Mentre Pier Luigi Bersani è intento a districarsi dall’abbraccio del governo Monti, a Firenze Matteo Renzi sta lavorando a pieno ritmo per la sua candidatura alle primarie. Il sindaco del capoluogo toscano ha appena messo in piedi una squadra di economisti perché ha deciso che ormai è il tempo di puntare la sua attenzione su quella materia. Renzi ha in mente di lanciare, dopo la sua candidatura che dovrebbe essere ufficializzata nell’ultima settimana di luglio, un breve elenco di proposte per risollevare l’economia italiana. E far così vedere che anche in politica economica lui si distingue dal rivale Bersani.

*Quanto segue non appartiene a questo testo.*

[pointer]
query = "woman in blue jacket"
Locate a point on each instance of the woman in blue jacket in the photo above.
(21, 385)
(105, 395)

Ma non finisce qui: l’attivissimo Renzi sta lavorando anche a un altro progetto, sempre in vista delle primarie d’autunno. Poiché tutti lo accusano di eccessivo personalismo, il sindaco di Firenze ha in mente di presentare anche la sua squadra, per far vedere a tutti che non gioca da solo e per mostrare che cosa intende quando parla di classe dirigente del futuro. Per questa ragione, il primo cittadino del capoluogo toscano sta contattando alcuni “giovani” dirigenti e deputati del Partito democratico, dove per giovani si intendono anche i quarantenni e non solo i trentenni. E pare che la sua “caccia” si stia dimostrando proficua, perché dopo l’iniziale fuoco di sbarramento di tutto il Pd nei suoi confronti ora nel partito comincia ad aprirsi qualche varco, dal momento che non tutti vogliono appiattirsi su Bersani perdendo autonomia e potere.

Renzi vorrebbe perciò avere in squadra anche Debora Serracchiani, ma l’europarlamentare del Partito democratico è molto corteggiata anche dai bersaniani. Anzi, Bersani le ha fatto anche una proposta: quella di candidarsi a presidente della giunta regionale del Friuli. Lei però ha rifiutato perché preferirebbe di gran lunga la politica nazionale e il Friuli non è esattamente una di quelle regioni che attirano l’attenzione del resto d’Italia. E per resistere meglio al pressing, la Serracchiani che prima era esitante ora si è buttata con maggiore determinazione con Renzi. Ma dentro il Partito democratico c’è chi giura che l’europarlamentare non riuscirà per molto a resistere alle insistenze del segretario e alla fine dovrà capitolare e accettare la candidatura nella sua regione.